Jules DESBOIS (2)

Publié le par MClaude

 

ouvenirs d'enfance et début de carrière.

Voici un extrait de l'article rédigé par R. BAUCHARD consacré à Jules DESBOIS dans la revue "Société des Lettres, Sciences et Arts du Saumurois"   27ème année, tome XXIV, n° 78 d'Avril 1936 (p 18).

Pages 32 et 33 :

La joie de Desbois nous met tous à l'aise ; je lui expose ma requête, je lui rappelle le souvenir des vieux Saumurois, aujourd'hui disparus : le père Cristal, M. Goblet et M. Achille Girard pour lesquels il avait une profonde affection. «Attendez, me dit Desbois, ce n'est pas ainsi qu'on se reçoit entre Saumurois», et avec une vivacité qui surprend, étant donné son grand âge et son infirmité, il a soulevé une trappe dans le parquet de l'atelier et il a retiré deux bouteilles d'excellent Layon, que nous dégustons comme il le mérite. Desbois avec un sourire, à la fois joyeux et malicieux, évoque, à ma demande, pour les membres de notre Société, les souvenirs de son enfance et de sa carrière.

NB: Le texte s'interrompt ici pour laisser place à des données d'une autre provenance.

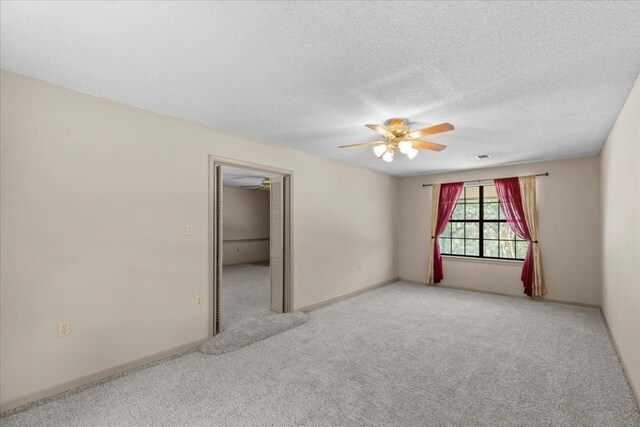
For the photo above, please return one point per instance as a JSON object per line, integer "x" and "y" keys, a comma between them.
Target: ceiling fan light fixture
{"x": 379, "y": 150}
{"x": 411, "y": 153}
{"x": 405, "y": 146}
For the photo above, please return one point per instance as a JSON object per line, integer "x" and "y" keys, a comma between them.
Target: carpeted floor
{"x": 245, "y": 313}
{"x": 401, "y": 355}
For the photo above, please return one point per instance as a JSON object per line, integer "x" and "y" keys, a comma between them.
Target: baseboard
{"x": 634, "y": 391}
{"x": 556, "y": 301}
{"x": 347, "y": 295}
{"x": 74, "y": 386}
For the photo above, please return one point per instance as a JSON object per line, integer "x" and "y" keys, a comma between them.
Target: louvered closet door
{"x": 277, "y": 244}
{"x": 217, "y": 247}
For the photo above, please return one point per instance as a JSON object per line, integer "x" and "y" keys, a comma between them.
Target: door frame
{"x": 215, "y": 239}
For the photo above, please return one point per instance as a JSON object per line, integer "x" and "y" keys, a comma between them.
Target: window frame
{"x": 480, "y": 221}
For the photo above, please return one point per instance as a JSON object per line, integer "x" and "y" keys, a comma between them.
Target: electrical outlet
{"x": 64, "y": 329}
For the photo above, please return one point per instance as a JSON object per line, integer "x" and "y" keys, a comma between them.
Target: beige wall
{"x": 620, "y": 164}
{"x": 245, "y": 218}
{"x": 95, "y": 196}
{"x": 569, "y": 222}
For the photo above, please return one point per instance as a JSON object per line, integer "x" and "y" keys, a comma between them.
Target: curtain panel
{"x": 443, "y": 201}
{"x": 514, "y": 194}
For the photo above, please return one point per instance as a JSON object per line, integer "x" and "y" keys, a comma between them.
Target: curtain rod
{"x": 490, "y": 179}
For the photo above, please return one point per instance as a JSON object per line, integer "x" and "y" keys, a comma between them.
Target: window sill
{"x": 482, "y": 260}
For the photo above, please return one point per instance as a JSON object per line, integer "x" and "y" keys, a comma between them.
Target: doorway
{"x": 251, "y": 248}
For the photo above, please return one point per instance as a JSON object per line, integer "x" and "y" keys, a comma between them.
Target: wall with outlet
{"x": 245, "y": 230}
{"x": 95, "y": 196}
{"x": 568, "y": 219}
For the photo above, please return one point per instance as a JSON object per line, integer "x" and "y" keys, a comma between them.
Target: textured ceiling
{"x": 520, "y": 81}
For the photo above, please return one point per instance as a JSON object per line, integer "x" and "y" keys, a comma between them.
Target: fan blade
{"x": 363, "y": 143}
{"x": 443, "y": 127}
{"x": 381, "y": 130}
{"x": 428, "y": 145}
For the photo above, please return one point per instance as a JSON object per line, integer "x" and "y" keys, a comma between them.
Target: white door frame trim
{"x": 215, "y": 240}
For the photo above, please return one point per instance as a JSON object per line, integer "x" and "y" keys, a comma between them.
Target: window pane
{"x": 458, "y": 212}
{"x": 490, "y": 194}
{"x": 457, "y": 229}
{"x": 473, "y": 211}
{"x": 447, "y": 231}
{"x": 472, "y": 230}
{"x": 491, "y": 248}
{"x": 457, "y": 246}
{"x": 521, "y": 249}
{"x": 491, "y": 210}
{"x": 502, "y": 213}
{"x": 491, "y": 230}
{"x": 506, "y": 233}
{"x": 472, "y": 247}
{"x": 472, "y": 194}
{"x": 445, "y": 246}
{"x": 507, "y": 249}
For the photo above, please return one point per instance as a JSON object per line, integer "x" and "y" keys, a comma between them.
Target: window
{"x": 478, "y": 228}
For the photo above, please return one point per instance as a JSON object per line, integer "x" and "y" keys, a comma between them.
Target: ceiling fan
{"x": 264, "y": 185}
{"x": 397, "y": 135}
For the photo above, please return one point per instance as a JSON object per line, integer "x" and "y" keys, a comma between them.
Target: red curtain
{"x": 508, "y": 190}
{"x": 449, "y": 194}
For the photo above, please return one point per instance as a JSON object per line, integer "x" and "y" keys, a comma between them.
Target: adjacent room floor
{"x": 245, "y": 293}
{"x": 404, "y": 354}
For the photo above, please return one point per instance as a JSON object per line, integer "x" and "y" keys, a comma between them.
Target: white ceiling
{"x": 520, "y": 81}
{"x": 239, "y": 177}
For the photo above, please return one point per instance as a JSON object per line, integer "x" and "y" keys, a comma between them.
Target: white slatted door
{"x": 277, "y": 243}
{"x": 217, "y": 247}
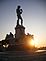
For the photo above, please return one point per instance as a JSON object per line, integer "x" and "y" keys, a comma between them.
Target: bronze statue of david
{"x": 19, "y": 12}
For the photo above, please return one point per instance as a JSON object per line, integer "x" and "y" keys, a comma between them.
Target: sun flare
{"x": 34, "y": 42}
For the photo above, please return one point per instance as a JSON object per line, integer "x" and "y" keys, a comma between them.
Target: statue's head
{"x": 19, "y": 6}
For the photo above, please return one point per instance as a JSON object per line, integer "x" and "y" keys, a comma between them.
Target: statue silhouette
{"x": 19, "y": 12}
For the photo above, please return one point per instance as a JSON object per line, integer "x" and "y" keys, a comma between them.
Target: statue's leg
{"x": 18, "y": 21}
{"x": 21, "y": 20}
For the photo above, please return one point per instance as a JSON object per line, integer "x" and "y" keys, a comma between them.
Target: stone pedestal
{"x": 19, "y": 31}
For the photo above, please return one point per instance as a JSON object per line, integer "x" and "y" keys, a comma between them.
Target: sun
{"x": 34, "y": 42}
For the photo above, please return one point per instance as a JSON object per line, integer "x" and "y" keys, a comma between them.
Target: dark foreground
{"x": 22, "y": 56}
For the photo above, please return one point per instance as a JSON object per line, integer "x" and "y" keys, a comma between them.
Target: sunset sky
{"x": 34, "y": 17}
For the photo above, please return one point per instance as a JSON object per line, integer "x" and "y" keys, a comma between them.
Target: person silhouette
{"x": 19, "y": 12}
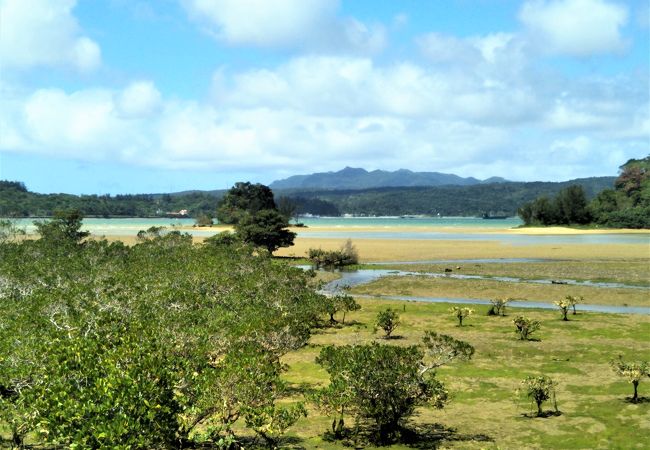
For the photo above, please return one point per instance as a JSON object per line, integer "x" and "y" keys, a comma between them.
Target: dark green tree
{"x": 266, "y": 228}
{"x": 572, "y": 205}
{"x": 244, "y": 199}
{"x": 381, "y": 384}
{"x": 64, "y": 227}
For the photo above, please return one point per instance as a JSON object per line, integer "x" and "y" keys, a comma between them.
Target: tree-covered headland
{"x": 625, "y": 206}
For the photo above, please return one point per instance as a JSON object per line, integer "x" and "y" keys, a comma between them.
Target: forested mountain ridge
{"x": 476, "y": 200}
{"x": 355, "y": 178}
{"x": 496, "y": 198}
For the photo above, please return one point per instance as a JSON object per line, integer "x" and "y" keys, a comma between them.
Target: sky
{"x": 144, "y": 96}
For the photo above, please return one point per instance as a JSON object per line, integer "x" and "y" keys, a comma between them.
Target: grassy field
{"x": 417, "y": 250}
{"x": 420, "y": 286}
{"x": 484, "y": 411}
{"x": 631, "y": 271}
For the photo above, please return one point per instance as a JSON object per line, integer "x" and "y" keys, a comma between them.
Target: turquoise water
{"x": 453, "y": 228}
{"x": 416, "y": 222}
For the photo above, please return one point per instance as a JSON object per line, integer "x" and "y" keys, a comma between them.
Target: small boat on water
{"x": 490, "y": 216}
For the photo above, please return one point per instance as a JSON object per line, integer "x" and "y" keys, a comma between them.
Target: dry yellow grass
{"x": 414, "y": 250}
{"x": 419, "y": 286}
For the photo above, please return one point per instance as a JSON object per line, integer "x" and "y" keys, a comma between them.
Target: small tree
{"x": 461, "y": 313}
{"x": 341, "y": 302}
{"x": 345, "y": 256}
{"x": 64, "y": 228}
{"x": 203, "y": 220}
{"x": 499, "y": 306}
{"x": 388, "y": 320}
{"x": 244, "y": 199}
{"x": 440, "y": 349}
{"x": 266, "y": 228}
{"x": 573, "y": 301}
{"x": 525, "y": 327}
{"x": 539, "y": 388}
{"x": 378, "y": 383}
{"x": 564, "y": 306}
{"x": 633, "y": 371}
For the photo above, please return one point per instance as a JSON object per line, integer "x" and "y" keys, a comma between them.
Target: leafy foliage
{"x": 461, "y": 313}
{"x": 626, "y": 206}
{"x": 64, "y": 227}
{"x": 244, "y": 200}
{"x": 564, "y": 306}
{"x": 524, "y": 327}
{"x": 498, "y": 307}
{"x": 633, "y": 371}
{"x": 347, "y": 255}
{"x": 539, "y": 388}
{"x": 340, "y": 302}
{"x": 388, "y": 320}
{"x": 441, "y": 349}
{"x": 266, "y": 228}
{"x": 384, "y": 396}
{"x": 103, "y": 345}
{"x": 569, "y": 206}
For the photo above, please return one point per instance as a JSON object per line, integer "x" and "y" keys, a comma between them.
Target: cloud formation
{"x": 287, "y": 24}
{"x": 44, "y": 33}
{"x": 575, "y": 27}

Il nous rappelle la date de sa naissance (décembre 185I), survenue à cinq lieues de Saumur, dans le petit village de Parçay-les-Pins ; à l'école communale il ne s'intéressait qu'au dessin ; il fait la plupart du temps l'école buissonnière ; son père, qui tient l'unique auberge du pays, se désole de ce fils dont il ne sait que faire; il a toutefois l'idée d'en parler à l'inspecteur primaire, M. Colomb, qui était venu déjeuner à l'auberge après sa visite de l'école. La mère de Desbois, paysanne au jugement sûr, à l'esprit fin et délié, intervient dans le réquisitoire du père contre le fils et présente les dessins du jeune Jules; frappé par leur originalité, et ressentant un vigoureux tempérament d'artiste, l'inspecteur conseille aux parents d'envoyer
leur fils chez l'abbé Brisacier qui dirige à Tours un atelier de sculpture réputé; Jules Desbois, qui a 13 ans, part chez l'abbé, mais la discipline est sans doute trop rigoureuse, ou l'enfant trop espiègle, car, au bout de quelques mois, le jeune apprenti est renvoyé définitivement de l'atelier. La mère fait encore appel aux conseils de l'inspecteur primaire, qui, cette fois, place le jeune Jules à Angers, chez Bournichet, excellent statuaire, artiste consciencieux et technicien de valeur, qui a eu également pour élèves Saulo Georges et Macé. En plus de l'atelier de Bournichet, Jules Desbois fréquente assidûment l'Ecole des Beaux-Arts; celle- ci est à l'époque dirigée par un homme éminent, le peintre Dauban, correspondant de l'Institut. Mais plus encore que le directeur de l'Ecole, c'est le professeur Brunclair qui aura sur Desbois l'influence la plus profonde et la plus durable. Brunclair est, en effet, un peintre remarquable, un professeur de dessin hors pair; il est resté cinquante ans à l'Ecole des Beaux-Arts, et il a formé toute la belle pléiade de nos meilleurs artistes angevins.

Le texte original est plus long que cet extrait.